Just about fifty metres after turning onto Via Manica, we find a downhill lane on the left that narrows steadily until it becomes a beaten earth path. This is a very interesting path, because it connects Via Manica with the 'Belvedere' viewpoint. The name does not betray expectations; in fact, at this point, some 50 metres above sea level, the view opens out over the Tono and its splendid sea. And it is precisely in order to reach the Tono tuna fishery that the Capitian tuna fishermen used to use another small path leading down to the sea.

It is accessed via a diversion on the right at the beginning of the main path and continues along a descent that leads to a spring popularly known as 'a funtanedda du Tonu', from Piaggia called 'piediguddi'. In a 17th-century map, it is indicated as 'Fuente del angonia manantial de bastante agua y buena'. Right in front of this spring is 'a carrubbara', a centuries-old carob tree (Ceratonia siliqua). This specimen is of extraordinary biological importance for Milazzo; it was 'rediscovered' in 2003 thanks to the path cleaning operation during the environmental volunteer camps organised by Legambiente del Tirreno. In 2006, Prof. Giuseppe Giaimi, from the University of Palermo, carried out studies on the carob tree, which he dated between 1650 and 1700.

According to him, since the mother plant was felled, today we find a stump with a circumference of 9.3 metres, from which three suckers originated, with a height of around 14.5 metres. On that occasion, the Professor assayed the health of the plant by means of cores and other specific investigations.
The path continues along a cane thicket that ends at vico I Nettuno, which in turn leads into Via Nettuno al Tono. But let us return to the beginning of the main path, the one 'from the Manica to Belvedere'. The path runs along dry stone walls that follow the path to the left for its entire length; thanks to these, it is still possible to breathe in an ancient atmosphere. Above these low walls, popularly called 'ammacìi', are prickly pear plants, which stabilise the structure and act as vegetal barriers between the properties.
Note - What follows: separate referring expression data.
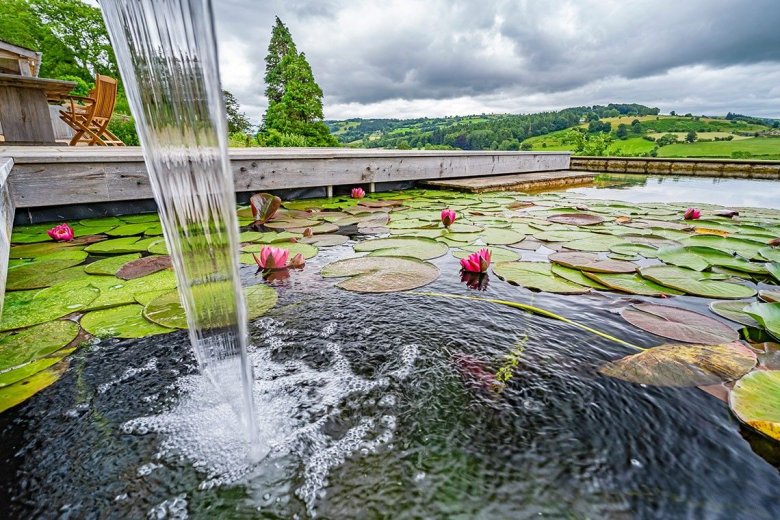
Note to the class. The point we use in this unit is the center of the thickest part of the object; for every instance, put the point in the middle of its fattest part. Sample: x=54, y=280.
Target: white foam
x=294, y=402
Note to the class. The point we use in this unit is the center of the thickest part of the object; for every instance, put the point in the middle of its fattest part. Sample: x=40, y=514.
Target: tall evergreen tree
x=294, y=98
x=281, y=45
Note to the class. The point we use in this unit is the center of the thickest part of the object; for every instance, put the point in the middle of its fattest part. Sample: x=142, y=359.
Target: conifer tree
x=294, y=98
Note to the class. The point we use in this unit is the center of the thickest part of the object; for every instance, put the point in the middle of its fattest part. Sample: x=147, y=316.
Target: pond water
x=387, y=405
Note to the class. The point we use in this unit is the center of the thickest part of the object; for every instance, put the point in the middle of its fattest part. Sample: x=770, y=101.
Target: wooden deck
x=520, y=182
x=51, y=176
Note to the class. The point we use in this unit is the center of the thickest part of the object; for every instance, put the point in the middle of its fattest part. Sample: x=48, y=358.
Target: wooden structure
x=50, y=176
x=517, y=181
x=18, y=60
x=91, y=116
x=24, y=108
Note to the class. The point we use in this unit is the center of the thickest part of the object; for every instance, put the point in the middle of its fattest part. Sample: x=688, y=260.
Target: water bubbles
x=317, y=413
x=174, y=509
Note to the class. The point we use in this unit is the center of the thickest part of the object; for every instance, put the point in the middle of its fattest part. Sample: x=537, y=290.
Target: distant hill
x=614, y=129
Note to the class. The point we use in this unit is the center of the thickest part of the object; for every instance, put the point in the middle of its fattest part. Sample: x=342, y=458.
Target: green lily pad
x=632, y=284
x=770, y=253
x=19, y=392
x=126, y=321
x=415, y=247
x=576, y=219
x=498, y=254
x=110, y=265
x=728, y=245
x=683, y=365
x=26, y=308
x=755, y=400
x=590, y=262
x=501, y=236
x=679, y=324
x=707, y=285
x=595, y=243
x=577, y=276
x=767, y=314
x=734, y=311
x=33, y=343
x=537, y=276
x=325, y=240
x=376, y=274
x=117, y=246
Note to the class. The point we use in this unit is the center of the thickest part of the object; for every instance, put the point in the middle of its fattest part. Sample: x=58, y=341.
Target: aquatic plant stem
x=533, y=310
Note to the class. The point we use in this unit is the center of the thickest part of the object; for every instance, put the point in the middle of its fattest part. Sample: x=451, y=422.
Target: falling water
x=167, y=55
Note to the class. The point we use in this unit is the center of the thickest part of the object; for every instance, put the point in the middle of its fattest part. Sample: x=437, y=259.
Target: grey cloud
x=372, y=53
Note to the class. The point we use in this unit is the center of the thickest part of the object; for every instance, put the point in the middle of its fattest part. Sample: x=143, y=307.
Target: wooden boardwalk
x=51, y=176
x=520, y=182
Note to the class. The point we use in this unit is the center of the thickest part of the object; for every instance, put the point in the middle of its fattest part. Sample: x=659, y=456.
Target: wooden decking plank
x=518, y=181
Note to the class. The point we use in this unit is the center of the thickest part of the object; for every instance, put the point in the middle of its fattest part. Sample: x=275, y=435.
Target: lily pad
x=683, y=365
x=377, y=274
x=33, y=343
x=26, y=308
x=537, y=276
x=767, y=314
x=678, y=324
x=498, y=254
x=415, y=247
x=19, y=392
x=591, y=262
x=500, y=236
x=734, y=311
x=110, y=265
x=755, y=400
x=632, y=284
x=144, y=266
x=576, y=219
x=126, y=321
x=708, y=285
x=325, y=240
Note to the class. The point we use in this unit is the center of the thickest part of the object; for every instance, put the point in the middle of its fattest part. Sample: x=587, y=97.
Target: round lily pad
x=324, y=240
x=376, y=274
x=576, y=219
x=26, y=308
x=767, y=314
x=35, y=342
x=632, y=284
x=590, y=262
x=501, y=236
x=416, y=247
x=537, y=276
x=498, y=254
x=678, y=324
x=734, y=311
x=683, y=365
x=755, y=400
x=708, y=285
x=110, y=265
x=126, y=321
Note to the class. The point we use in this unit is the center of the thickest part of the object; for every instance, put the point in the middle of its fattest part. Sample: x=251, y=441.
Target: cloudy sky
x=410, y=58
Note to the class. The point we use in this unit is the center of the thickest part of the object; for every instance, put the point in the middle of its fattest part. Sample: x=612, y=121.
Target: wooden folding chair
x=90, y=117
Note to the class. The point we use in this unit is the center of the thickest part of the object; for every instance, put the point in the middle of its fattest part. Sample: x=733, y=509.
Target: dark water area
x=558, y=441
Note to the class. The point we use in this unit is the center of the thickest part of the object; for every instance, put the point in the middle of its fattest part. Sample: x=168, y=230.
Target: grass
x=757, y=147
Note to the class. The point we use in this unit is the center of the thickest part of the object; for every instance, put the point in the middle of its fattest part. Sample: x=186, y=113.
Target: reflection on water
x=701, y=190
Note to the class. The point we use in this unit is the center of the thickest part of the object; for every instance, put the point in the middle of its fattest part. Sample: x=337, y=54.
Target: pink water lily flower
x=476, y=262
x=272, y=258
x=448, y=216
x=61, y=233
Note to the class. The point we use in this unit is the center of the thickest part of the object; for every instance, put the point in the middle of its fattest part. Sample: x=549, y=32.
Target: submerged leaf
x=678, y=324
x=755, y=400
x=683, y=365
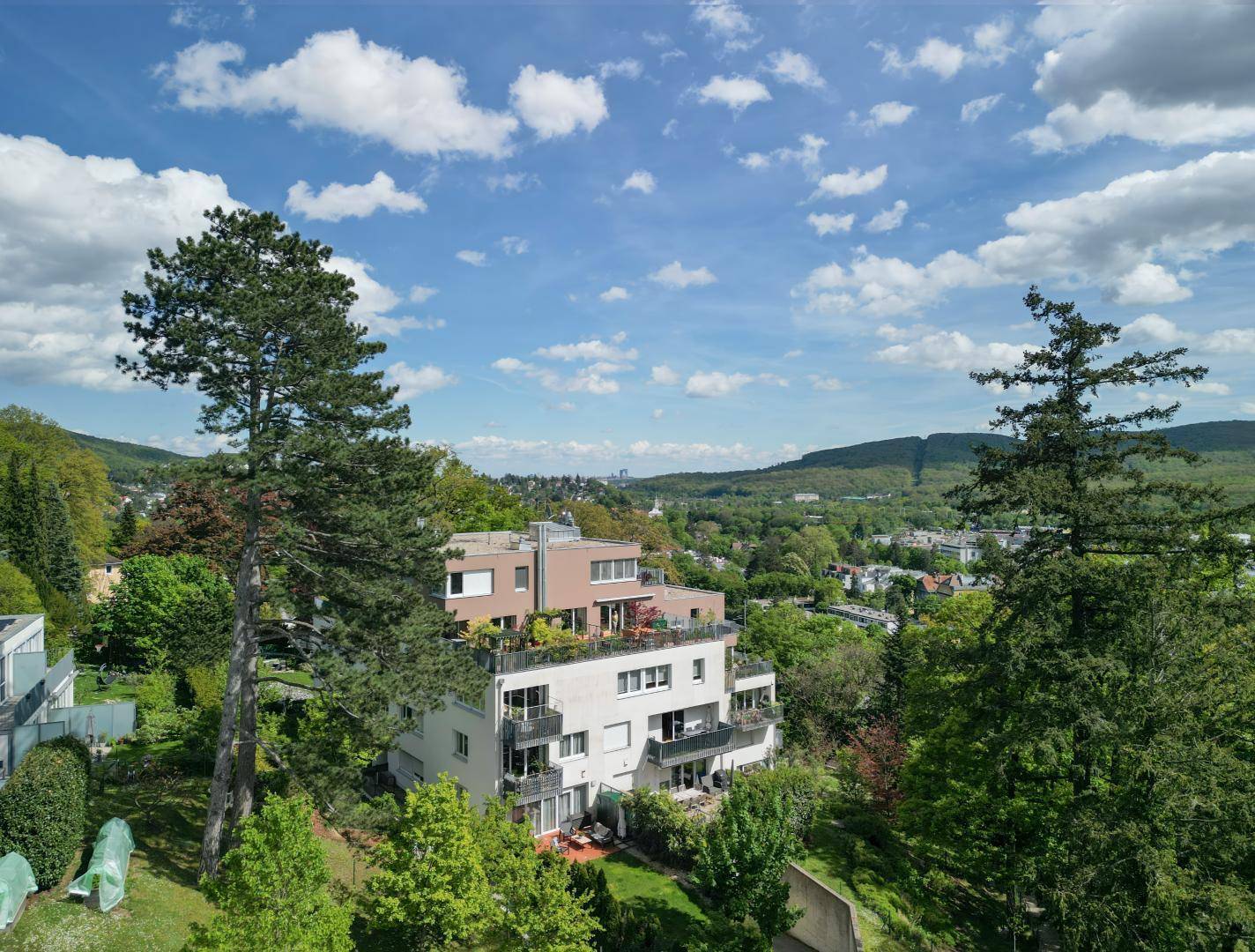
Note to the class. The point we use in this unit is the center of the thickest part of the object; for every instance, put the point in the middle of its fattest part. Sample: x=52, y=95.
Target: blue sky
x=651, y=236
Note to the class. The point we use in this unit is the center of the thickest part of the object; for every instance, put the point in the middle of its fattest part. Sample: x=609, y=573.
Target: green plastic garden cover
x=111, y=856
x=17, y=881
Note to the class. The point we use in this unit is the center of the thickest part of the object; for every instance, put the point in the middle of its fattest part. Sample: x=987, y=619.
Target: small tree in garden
x=743, y=858
x=879, y=756
x=272, y=889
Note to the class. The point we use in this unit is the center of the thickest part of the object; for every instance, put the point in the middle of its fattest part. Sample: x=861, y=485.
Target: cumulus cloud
x=974, y=108
x=854, y=181
x=1122, y=239
x=639, y=181
x=828, y=224
x=797, y=68
x=352, y=201
x=734, y=92
x=674, y=275
x=555, y=106
x=417, y=381
x=338, y=82
x=888, y=219
x=716, y=383
x=1169, y=74
x=725, y=23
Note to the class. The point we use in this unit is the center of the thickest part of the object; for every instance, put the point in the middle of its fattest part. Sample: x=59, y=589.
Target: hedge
x=43, y=807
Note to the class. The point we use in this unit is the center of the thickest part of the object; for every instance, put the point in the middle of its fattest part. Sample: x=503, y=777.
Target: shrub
x=43, y=807
x=663, y=829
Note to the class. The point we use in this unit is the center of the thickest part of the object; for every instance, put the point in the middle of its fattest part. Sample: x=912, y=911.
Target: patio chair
x=601, y=834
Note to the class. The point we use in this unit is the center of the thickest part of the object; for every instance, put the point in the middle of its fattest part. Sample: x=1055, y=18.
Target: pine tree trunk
x=248, y=588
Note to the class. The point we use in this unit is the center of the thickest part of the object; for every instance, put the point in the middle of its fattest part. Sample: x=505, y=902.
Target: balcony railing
x=500, y=662
x=694, y=747
x=532, y=726
x=746, y=718
x=533, y=788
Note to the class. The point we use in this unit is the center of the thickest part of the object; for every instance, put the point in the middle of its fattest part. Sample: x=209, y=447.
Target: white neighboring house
x=662, y=710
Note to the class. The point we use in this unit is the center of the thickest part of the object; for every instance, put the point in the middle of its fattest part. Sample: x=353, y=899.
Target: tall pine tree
x=335, y=505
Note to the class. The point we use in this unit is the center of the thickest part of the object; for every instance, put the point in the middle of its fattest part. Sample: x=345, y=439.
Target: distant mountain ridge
x=887, y=465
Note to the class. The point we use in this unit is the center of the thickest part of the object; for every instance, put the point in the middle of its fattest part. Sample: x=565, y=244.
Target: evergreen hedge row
x=43, y=807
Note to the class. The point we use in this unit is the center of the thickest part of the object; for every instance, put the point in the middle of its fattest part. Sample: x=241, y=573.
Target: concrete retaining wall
x=828, y=922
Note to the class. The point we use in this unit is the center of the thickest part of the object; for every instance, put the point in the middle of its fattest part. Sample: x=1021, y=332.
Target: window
x=574, y=745
x=467, y=584
x=639, y=680
x=618, y=736
x=613, y=570
x=575, y=801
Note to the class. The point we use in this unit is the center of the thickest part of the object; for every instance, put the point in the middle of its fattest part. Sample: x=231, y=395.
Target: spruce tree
x=334, y=504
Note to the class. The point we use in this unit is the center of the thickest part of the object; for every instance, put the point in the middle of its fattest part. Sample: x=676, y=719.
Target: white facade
x=610, y=709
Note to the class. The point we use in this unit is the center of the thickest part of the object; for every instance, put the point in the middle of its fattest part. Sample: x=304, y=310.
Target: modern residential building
x=618, y=707
x=865, y=617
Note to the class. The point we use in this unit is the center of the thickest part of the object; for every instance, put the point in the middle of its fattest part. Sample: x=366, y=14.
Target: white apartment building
x=663, y=707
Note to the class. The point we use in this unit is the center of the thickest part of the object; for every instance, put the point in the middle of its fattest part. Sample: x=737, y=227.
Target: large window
x=618, y=736
x=467, y=584
x=642, y=680
x=574, y=745
x=613, y=570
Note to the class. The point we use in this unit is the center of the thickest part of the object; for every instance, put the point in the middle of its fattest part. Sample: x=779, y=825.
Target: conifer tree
x=334, y=504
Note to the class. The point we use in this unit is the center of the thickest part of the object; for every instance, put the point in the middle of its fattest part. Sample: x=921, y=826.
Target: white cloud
x=665, y=376
x=734, y=92
x=888, y=219
x=1169, y=74
x=716, y=383
x=725, y=23
x=974, y=108
x=338, y=82
x=417, y=381
x=674, y=275
x=352, y=201
x=854, y=181
x=797, y=68
x=891, y=113
x=953, y=351
x=511, y=181
x=828, y=224
x=625, y=68
x=1103, y=239
x=639, y=181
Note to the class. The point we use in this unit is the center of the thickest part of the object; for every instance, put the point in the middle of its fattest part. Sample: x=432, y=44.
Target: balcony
x=746, y=718
x=532, y=726
x=533, y=788
x=694, y=747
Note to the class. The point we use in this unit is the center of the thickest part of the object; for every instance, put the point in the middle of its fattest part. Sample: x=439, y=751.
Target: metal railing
x=535, y=786
x=533, y=725
x=707, y=744
x=748, y=718
x=500, y=662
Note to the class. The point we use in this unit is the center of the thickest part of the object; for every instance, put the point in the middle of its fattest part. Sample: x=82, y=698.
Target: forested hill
x=937, y=461
x=126, y=461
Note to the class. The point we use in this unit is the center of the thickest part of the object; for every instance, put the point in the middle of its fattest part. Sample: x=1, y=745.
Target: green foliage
x=271, y=889
x=168, y=614
x=662, y=828
x=43, y=807
x=18, y=594
x=743, y=857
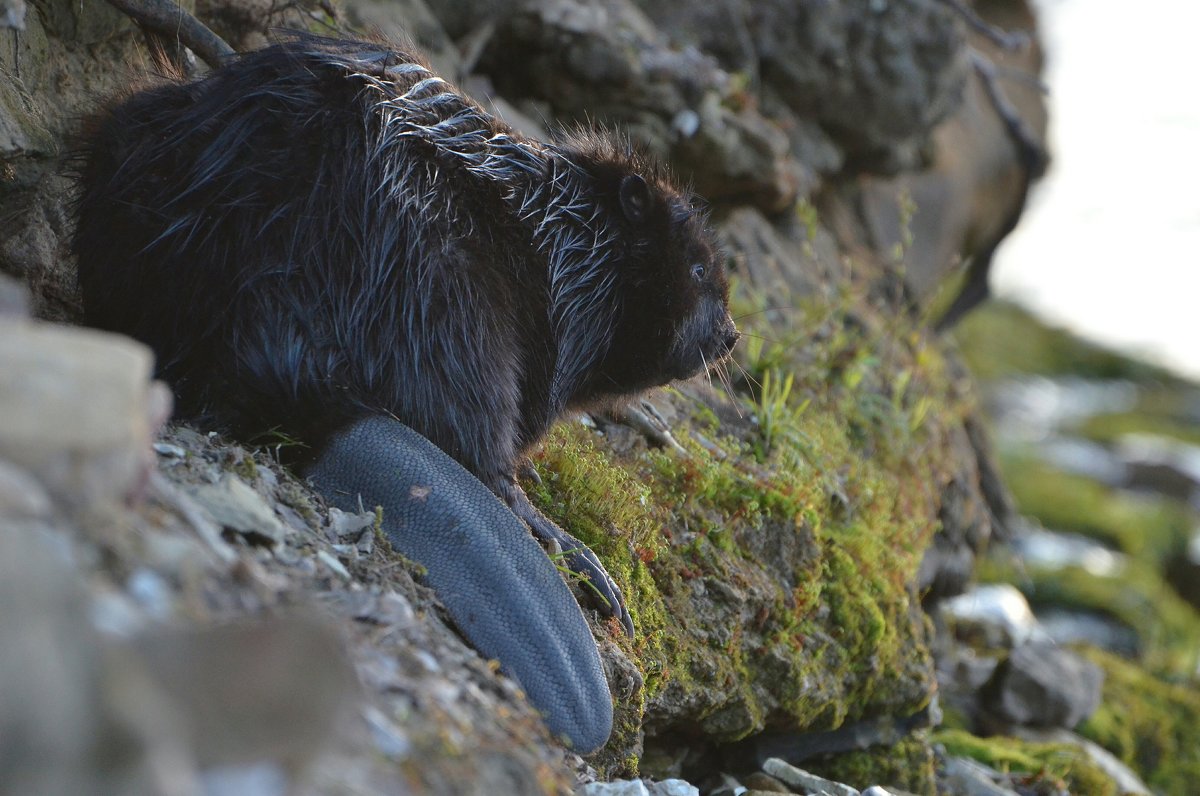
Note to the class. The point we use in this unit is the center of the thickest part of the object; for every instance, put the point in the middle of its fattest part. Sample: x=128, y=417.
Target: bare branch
x=165, y=18
x=1005, y=40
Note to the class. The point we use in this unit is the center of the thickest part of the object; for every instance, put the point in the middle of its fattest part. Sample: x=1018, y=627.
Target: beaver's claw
x=576, y=556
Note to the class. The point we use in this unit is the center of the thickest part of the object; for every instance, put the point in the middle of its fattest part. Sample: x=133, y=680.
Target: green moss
x=1055, y=765
x=907, y=765
x=1150, y=724
x=1147, y=527
x=771, y=569
x=1002, y=339
x=1167, y=626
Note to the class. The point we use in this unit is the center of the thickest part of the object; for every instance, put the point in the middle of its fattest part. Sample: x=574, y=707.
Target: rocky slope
x=216, y=629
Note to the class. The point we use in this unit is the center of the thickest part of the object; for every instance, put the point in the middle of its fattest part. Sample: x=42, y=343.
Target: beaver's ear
x=635, y=198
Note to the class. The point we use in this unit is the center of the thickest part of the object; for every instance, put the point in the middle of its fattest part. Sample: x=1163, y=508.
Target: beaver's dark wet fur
x=325, y=229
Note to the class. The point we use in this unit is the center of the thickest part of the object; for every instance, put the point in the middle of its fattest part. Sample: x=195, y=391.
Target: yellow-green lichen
x=1140, y=525
x=1151, y=724
x=1059, y=766
x=771, y=569
x=1168, y=628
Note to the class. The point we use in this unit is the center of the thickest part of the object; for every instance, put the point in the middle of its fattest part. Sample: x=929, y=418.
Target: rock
x=1065, y=626
x=808, y=783
x=1162, y=465
x=1055, y=550
x=77, y=411
x=1041, y=684
x=617, y=788
x=763, y=783
x=12, y=15
x=1127, y=782
x=965, y=777
x=13, y=295
x=780, y=261
x=995, y=616
x=233, y=504
x=673, y=788
x=235, y=689
x=21, y=496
About halfway along the path we find a small rivulet of water; this is why the vegetation of the area is characterised by the presence of many specimens of Canna domestica, which follow the impluvium to the plant below. Continuing forward along the path, we find a diversion on the right that leads to the 'funtanedda' and some old wash-houses, inside which it is possible to see water gushing out of the wall. There is also a tank full of water enclosed by wooden boards. The wash houses are in the shade of a beautiful specimen of field elm. In fact, this path is none other than the continuation of the one that proceeds from Monte Trino to the Manica (the 'Ufennu e u paradiso' path); in fact, the section of the Manica that we now find paved joins the two paths: the entire route was therefore an ancient mule track that from Monte Trino allowed one to reach Belvedere while remaining on the edge of the Promontory's western coastline.